Le Samouraï (1967)

We’ve seen so much of the work of Jean-Pierre Melville and Alain Delon that it would have been criminal to miss this one. Even those of a certain age who haven’t seen Le Samouraï will certainly be famliar with Delon’s iconic look here with his hat and trenchcoat. It’s a gorgeous, slick film of competence on all sides put on display. The title is pure cultural appropriation however meant only to evoke a particular mood. Similarly the plot is more style than substance and the ending is the usual unsatisfying death, Melville-style. I wouldn’t call this a particularly deep film but it sure is cool.

A man whose name we would later learn is Jef Costello wakes up in a bare, run-down apartment. The only thing of note in it is a cage with a single pet bird in it. He steals a car on the street outside and goes to a mechanic to have its plates changed while also obtaining a gun there. Next he goes to the apartment of a girlfriend Jane to arrange an alibi. Finally at a nightclub he assassinates the owner but is seen clearly by the club’s pianist Valérie as he is leaving the office. Leaving her alive, he completes his alibi by allowing himself to be seen by another man outside Jane’s apartment and then joining a poker game. The police commissioner reacts quickly by having his men round up all of the usual suspects including Jef. The suspects are paraded before the nightclub’s staff and they are asked about their whereabouts. The commissioner has a hunch that Jef is the culprit but his alibis are airtight even after bringing in Jane for questioning. When Valérie rules him out as the assassin, the commissioner is forced to release Jef but continues surveillance on him.

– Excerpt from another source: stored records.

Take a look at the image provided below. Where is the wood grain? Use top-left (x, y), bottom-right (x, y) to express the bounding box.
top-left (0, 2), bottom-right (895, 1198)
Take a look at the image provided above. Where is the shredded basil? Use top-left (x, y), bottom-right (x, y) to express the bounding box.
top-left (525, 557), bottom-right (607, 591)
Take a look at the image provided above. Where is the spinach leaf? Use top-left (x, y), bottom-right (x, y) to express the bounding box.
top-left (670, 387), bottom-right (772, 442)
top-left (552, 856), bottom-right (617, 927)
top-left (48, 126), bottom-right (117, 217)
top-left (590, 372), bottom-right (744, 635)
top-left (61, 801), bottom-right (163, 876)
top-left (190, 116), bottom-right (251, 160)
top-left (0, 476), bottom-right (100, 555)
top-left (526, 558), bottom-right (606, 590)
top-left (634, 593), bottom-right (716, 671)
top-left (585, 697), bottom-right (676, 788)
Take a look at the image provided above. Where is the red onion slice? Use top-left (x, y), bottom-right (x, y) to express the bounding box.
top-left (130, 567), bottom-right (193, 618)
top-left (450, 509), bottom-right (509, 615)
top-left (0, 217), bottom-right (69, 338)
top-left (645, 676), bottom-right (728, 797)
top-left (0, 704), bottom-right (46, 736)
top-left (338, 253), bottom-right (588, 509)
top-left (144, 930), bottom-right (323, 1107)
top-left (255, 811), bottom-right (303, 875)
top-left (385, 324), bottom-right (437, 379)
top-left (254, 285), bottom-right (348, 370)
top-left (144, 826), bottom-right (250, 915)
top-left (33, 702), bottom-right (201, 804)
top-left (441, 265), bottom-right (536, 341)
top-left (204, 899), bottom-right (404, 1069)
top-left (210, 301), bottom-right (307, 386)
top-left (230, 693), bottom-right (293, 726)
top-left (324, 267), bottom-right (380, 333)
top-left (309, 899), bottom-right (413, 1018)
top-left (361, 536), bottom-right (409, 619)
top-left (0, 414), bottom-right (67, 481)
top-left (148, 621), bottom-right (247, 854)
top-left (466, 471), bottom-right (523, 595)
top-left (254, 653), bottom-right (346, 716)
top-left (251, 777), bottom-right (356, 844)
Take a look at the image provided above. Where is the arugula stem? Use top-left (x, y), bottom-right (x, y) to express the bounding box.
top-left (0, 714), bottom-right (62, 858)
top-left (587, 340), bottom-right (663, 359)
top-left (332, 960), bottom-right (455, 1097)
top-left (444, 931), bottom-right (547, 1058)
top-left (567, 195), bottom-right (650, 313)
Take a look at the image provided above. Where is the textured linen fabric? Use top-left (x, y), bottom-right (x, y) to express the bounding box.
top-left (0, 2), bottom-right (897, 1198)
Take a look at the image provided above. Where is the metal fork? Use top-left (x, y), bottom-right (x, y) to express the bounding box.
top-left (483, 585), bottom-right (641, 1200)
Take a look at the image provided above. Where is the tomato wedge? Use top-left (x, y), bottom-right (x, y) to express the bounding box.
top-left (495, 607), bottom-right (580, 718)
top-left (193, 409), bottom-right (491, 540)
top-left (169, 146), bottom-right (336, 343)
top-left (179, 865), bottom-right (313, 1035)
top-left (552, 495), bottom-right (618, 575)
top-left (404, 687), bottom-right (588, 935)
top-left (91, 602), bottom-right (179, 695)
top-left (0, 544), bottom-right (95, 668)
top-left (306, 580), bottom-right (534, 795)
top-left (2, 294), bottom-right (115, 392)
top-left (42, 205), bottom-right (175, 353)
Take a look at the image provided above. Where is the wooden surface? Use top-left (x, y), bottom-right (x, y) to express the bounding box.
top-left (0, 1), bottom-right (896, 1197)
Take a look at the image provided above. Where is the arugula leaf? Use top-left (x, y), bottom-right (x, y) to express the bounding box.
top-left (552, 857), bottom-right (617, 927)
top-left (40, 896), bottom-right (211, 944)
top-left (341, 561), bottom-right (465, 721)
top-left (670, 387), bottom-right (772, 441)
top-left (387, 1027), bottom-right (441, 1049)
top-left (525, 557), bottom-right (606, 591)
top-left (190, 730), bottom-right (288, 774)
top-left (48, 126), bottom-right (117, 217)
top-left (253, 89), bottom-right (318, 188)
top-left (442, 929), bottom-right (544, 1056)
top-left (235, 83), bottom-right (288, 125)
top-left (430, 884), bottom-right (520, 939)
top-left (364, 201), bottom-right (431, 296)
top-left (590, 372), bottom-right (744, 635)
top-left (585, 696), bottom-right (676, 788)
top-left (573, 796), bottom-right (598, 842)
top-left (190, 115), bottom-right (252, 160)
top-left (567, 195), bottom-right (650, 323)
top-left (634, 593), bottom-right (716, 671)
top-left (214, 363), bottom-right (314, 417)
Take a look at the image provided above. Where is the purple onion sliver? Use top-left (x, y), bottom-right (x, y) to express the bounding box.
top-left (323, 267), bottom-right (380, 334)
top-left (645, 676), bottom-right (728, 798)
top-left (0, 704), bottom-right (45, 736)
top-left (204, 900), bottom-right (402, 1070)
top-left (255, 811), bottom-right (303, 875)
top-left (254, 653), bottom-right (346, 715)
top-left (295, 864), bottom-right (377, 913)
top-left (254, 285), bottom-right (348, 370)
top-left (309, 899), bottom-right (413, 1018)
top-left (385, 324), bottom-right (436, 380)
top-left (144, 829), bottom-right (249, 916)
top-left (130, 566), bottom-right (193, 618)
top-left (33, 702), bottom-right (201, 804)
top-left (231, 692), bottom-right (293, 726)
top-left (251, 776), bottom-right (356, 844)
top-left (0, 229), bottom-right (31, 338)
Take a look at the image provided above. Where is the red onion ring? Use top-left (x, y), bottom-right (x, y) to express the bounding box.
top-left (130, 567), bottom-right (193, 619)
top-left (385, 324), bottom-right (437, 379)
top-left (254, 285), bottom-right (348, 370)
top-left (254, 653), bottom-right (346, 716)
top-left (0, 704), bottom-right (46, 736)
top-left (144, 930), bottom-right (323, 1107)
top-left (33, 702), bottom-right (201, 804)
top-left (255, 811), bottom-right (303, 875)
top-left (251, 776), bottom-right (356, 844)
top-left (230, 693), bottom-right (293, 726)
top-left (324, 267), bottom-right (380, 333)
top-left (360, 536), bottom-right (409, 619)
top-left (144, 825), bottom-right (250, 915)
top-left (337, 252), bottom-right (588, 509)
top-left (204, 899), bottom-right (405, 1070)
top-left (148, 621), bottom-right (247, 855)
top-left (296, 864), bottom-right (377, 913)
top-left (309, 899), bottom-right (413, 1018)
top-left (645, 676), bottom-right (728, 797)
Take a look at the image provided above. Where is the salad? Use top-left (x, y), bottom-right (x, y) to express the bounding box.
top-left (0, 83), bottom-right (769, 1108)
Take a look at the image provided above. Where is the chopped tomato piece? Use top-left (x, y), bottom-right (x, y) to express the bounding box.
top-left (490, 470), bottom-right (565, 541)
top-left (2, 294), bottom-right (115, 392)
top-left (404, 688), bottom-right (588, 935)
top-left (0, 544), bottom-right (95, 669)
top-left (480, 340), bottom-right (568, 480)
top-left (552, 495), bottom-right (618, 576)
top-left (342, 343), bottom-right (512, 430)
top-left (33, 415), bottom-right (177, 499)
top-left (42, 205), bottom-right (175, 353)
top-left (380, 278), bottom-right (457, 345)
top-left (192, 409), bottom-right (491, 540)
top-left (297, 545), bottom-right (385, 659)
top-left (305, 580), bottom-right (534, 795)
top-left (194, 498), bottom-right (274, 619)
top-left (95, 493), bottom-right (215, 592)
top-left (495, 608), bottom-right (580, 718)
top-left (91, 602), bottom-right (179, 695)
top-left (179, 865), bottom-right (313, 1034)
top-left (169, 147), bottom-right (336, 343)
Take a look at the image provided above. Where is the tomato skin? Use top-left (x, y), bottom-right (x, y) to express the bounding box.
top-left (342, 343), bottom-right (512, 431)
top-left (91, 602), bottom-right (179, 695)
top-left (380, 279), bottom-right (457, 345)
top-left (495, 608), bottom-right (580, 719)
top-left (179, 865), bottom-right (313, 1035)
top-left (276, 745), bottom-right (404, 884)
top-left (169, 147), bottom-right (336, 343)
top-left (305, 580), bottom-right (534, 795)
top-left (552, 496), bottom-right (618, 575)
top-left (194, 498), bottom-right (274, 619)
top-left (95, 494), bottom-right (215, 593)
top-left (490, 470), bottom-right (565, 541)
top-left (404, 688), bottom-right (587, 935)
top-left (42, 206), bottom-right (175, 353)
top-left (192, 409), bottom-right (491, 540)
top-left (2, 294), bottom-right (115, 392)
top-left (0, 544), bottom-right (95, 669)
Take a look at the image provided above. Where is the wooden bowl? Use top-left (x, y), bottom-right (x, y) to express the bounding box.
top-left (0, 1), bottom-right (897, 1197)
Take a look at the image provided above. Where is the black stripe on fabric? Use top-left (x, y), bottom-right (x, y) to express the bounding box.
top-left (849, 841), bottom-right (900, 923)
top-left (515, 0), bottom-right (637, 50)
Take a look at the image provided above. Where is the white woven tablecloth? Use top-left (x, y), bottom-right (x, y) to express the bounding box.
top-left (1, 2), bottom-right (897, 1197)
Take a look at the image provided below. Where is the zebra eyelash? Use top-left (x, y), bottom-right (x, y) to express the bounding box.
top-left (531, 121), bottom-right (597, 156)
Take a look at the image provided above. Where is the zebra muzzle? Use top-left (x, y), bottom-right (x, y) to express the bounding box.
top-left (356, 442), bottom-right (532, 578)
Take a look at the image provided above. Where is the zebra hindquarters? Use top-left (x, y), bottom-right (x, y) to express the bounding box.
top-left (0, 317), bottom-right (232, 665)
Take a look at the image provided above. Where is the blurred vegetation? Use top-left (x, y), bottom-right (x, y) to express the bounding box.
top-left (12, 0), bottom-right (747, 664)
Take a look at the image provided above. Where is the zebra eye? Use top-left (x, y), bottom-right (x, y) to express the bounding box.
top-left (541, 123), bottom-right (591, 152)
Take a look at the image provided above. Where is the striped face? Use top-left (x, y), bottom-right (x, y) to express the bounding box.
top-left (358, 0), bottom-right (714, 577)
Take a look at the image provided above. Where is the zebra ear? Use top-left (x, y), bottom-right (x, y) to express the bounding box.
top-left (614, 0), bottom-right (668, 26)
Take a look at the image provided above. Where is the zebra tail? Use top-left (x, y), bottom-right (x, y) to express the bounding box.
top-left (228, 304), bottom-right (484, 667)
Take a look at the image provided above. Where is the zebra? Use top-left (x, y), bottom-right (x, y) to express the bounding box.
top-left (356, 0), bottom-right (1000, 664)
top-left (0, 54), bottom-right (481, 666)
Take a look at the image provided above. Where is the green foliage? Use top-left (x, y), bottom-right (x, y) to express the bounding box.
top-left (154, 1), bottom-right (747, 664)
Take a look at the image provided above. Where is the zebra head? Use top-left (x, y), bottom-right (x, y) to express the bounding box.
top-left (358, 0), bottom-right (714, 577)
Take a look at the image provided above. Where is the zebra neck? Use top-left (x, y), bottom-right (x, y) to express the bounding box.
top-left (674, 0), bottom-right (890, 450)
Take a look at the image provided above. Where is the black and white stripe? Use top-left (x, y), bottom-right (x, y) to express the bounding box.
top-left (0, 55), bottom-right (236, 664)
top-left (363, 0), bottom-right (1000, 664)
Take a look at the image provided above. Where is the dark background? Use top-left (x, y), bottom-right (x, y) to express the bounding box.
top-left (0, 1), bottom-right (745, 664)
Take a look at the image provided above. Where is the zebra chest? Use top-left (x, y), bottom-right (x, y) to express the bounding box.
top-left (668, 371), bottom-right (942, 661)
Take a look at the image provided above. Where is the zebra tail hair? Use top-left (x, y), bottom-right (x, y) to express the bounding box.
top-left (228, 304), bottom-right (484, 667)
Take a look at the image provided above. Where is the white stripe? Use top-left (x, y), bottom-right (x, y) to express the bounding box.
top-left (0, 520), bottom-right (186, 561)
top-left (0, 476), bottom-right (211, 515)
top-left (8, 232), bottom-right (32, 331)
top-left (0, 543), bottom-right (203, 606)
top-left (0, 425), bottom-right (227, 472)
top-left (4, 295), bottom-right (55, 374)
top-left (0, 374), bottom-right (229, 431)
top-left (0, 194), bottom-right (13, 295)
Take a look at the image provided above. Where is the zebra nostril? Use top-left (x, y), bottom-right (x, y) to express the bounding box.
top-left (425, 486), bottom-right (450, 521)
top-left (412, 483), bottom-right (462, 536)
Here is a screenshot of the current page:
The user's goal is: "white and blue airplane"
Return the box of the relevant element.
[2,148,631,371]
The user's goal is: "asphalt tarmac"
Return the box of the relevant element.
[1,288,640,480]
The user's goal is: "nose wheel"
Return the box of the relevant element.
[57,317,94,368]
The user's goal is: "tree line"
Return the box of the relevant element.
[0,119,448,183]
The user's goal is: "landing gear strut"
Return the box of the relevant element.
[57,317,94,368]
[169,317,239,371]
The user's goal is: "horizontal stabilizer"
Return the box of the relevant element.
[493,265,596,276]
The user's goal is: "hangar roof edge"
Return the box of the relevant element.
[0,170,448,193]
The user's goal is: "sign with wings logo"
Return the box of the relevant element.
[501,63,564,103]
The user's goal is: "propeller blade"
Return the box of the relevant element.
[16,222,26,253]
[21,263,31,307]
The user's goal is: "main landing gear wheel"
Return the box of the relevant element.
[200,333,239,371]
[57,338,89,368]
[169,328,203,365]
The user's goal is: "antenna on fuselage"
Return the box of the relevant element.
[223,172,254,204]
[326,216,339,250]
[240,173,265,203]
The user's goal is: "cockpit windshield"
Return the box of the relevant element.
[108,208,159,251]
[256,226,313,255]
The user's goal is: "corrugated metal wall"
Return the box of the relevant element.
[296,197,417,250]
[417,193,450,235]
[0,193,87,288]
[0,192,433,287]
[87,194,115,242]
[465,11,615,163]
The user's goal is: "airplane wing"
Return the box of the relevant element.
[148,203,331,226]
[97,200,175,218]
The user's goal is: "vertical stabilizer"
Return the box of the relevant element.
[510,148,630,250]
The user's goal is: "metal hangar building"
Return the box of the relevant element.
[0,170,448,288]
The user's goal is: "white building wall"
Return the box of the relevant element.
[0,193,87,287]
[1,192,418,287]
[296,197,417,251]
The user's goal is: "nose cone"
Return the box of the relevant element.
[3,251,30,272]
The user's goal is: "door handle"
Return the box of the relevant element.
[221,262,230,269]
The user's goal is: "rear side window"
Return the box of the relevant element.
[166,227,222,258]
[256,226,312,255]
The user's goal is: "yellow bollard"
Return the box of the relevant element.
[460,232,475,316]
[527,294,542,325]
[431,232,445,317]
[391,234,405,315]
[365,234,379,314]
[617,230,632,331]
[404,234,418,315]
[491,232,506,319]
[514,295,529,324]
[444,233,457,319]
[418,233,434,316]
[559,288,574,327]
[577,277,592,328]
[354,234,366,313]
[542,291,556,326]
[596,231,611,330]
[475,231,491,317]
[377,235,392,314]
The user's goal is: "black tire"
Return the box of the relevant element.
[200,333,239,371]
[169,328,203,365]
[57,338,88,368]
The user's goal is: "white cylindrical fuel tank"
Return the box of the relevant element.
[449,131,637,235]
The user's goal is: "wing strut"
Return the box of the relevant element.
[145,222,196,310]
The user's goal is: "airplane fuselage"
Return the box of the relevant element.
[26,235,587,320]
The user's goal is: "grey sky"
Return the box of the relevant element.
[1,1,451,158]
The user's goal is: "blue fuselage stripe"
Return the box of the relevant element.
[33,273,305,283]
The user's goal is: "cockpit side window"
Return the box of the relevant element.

Alain Delon radiates coolness just lying down motionless on a dinky mattress. When he puts on his coat and hat, Melville’s camera perfectly captures his look and Delon runs his fingers along the brim to get it at just the right angle. Even when he is injured and has to bandage himself, he remains impassive and collected. He isn’t omnipotent but he a consummate professional at all times. To match him, the police commissioner has to be similarly experienced and knowledgeable and is able to call on far greater resources to boot. It’s supremely satisfying then to watch them match wits against each other with the streets and metro stations of Paris as their battlefield. This is more of what I like to call competence porn, as beautifully conceived and shot by Melville. He sells the illusion further by framing Jef as the modern day heir of the Japanese samurai, a sort of lone wolf who is both skilled and operates according to his own code of honor.

Yet this is an illusion. Melville invented the opening epigraph, citing a book that doesn’t exist. Real Japanese samurai were nothing like this so the director was just taking advantage of how Japanese culture had captured the public imagination at that time. The cat-and-mouse game between Jef and the commissioner is more the appearance of competence than the real thing. For all the elaborate precautions Jef takes, he never does the one obvious trick of changing out of his clothes. The commissioner’s first move is to call up all of the police stations in Paris to round up suspects. Not only does it work but Jef expects to be among those rounded up despite not having a criminal record. This film is all about the rule of cool and we were never meant to look any deeper. Similarly Jef is a blank slate, an assassin with no past whose mind is closed to us. We know that he is not totally emotionless as his relationship with Jane is real but he remains more of an archetype than a real person.

So for me this is a very stylish and beautiful film, one influential enough that it has been used as a visual reference for countless other works. But it has nothing of substance to say and my own takeaway from it is how cynical it was of Melville to exploit the exoticism of Japan at the time to inject just a bit more coolness to the character.